2014年4月16日付 中外日報(社説)

今年の1月末、STAP細胞が大々的に報道された時の驚きを今でも思い出す。マウスの体細胞を弱酸性溶液に浸して刺激を与えるだけで「万能細胞」になるという。iPS細胞のような遺伝子導入も不必要、簡便かつ迅速に細胞の初期化ができるということで、人々の期待を膨らませた。研究を主導したのが理化学研究所(理研)の若い女性研究者だという点でも大きな注目を集めた。

だが、その後の急展開は周知の通りである。論文データや実験そのものへの疑義が次々と指摘されて、夢の万能細胞もいっぺんに不透明なものになってしまった。

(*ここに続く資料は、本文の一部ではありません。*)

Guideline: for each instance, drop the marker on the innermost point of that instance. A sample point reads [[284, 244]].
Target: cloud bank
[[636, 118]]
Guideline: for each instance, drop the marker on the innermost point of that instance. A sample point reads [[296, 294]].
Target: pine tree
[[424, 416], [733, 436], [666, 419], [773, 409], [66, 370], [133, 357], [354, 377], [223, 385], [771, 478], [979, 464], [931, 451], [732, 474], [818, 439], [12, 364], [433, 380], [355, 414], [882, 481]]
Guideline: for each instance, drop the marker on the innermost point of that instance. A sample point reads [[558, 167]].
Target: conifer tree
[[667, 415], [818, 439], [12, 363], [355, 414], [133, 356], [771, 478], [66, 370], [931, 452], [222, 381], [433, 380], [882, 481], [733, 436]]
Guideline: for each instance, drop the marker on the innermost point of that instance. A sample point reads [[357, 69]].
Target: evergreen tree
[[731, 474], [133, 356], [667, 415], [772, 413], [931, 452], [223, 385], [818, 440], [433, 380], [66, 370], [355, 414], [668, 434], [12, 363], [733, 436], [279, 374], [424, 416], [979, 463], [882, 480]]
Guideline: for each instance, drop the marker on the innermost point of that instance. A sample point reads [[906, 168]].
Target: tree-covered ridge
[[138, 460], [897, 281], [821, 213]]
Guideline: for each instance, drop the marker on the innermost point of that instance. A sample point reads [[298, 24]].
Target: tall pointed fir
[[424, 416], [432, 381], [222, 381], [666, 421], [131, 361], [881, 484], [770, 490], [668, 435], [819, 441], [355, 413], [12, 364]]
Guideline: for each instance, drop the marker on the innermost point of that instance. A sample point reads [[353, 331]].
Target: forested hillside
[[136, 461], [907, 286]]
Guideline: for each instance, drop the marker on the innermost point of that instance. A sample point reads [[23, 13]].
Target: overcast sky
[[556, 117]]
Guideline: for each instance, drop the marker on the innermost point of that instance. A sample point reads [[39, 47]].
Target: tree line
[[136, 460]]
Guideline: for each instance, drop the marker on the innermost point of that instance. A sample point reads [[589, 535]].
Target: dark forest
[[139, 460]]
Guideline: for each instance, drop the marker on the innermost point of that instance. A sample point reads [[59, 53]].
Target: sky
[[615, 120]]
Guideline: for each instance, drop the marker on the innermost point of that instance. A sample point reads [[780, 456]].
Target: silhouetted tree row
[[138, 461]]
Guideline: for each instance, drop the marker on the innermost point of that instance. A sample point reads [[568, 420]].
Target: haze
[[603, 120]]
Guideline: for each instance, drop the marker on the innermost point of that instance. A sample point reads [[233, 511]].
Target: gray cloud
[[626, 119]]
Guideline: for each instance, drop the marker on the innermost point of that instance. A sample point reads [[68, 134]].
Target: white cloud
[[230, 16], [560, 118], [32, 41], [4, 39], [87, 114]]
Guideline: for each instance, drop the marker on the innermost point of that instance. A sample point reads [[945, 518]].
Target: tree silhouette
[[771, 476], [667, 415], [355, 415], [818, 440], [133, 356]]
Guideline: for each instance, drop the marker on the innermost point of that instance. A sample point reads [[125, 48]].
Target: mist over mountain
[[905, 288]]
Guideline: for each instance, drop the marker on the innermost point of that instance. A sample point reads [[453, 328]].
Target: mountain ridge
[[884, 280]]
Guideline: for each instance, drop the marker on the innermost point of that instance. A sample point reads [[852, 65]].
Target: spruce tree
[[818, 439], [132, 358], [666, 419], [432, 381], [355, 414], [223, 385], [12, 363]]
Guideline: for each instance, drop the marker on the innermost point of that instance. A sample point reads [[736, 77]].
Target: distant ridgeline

批判を受けて行われた理研側の調査報告に対して、女性研究者も4月9日に涙ながらに記者会見を開いたものの、結果として両者の見苦しい対立が印象づけられた。肝心のSTAP細胞の存在は実証されたのか、それとも単なる仮説段階のものにすぎなくなるのかは、今後の検証を待つほかない。

もしSTAP細胞が外部刺激だけで作れる万能細胞だというのが真実であれば、それはただ再生医療の基礎研究を飛躍的に進展させ、難病治療の将来に光明を与えるに止まらない。地球生命40億年の悠久の進化の謎を解き明かす糸口にもなり、いのちとは何かという問題に新たな視座を提供することになろう。しかし、発表があまりに時期尚早、論文自体も極めて杜撰だったため、そうしたいのちの神秘の解明もお預けになった。誠に遺憾と言わざるを得ない。

いのちは悠久の時を生きている。科学者は功を焦ってはならない。地道な研究によって、一歩一歩着実な成果を挙げていくべきだ。最近、同じ理研の別のチームが人体の主要な細胞約180種類について、別の細胞や異常な細胞と見分ける目印をDNA上で特定した。いわばヒトの細胞の特徴をまとめた「百科事典」であり、これをインターネットで無償公開するという。こうした着実な研究をこそ、科学者は進めていってほしいと思う。

一方、日進月歩の先端科学技術に対し、宗教界の理解がなかなか追い付かない状況がある。だが、いのちが有する悠久の時間を思えば、決して性急になる必要はない。というのも、宗教者は日々神仏と対峙することで、神仏から同じく悠久のいのちの糧を得ているからだ。宗教者は宗教者として、いのちのリズムに合わせた独自の取り組みを大切にしていきたい。

いのちへの問いは無限に大きく深く、科学者にも宗教者にも、絶えず探究と省察を促すものであり続ける。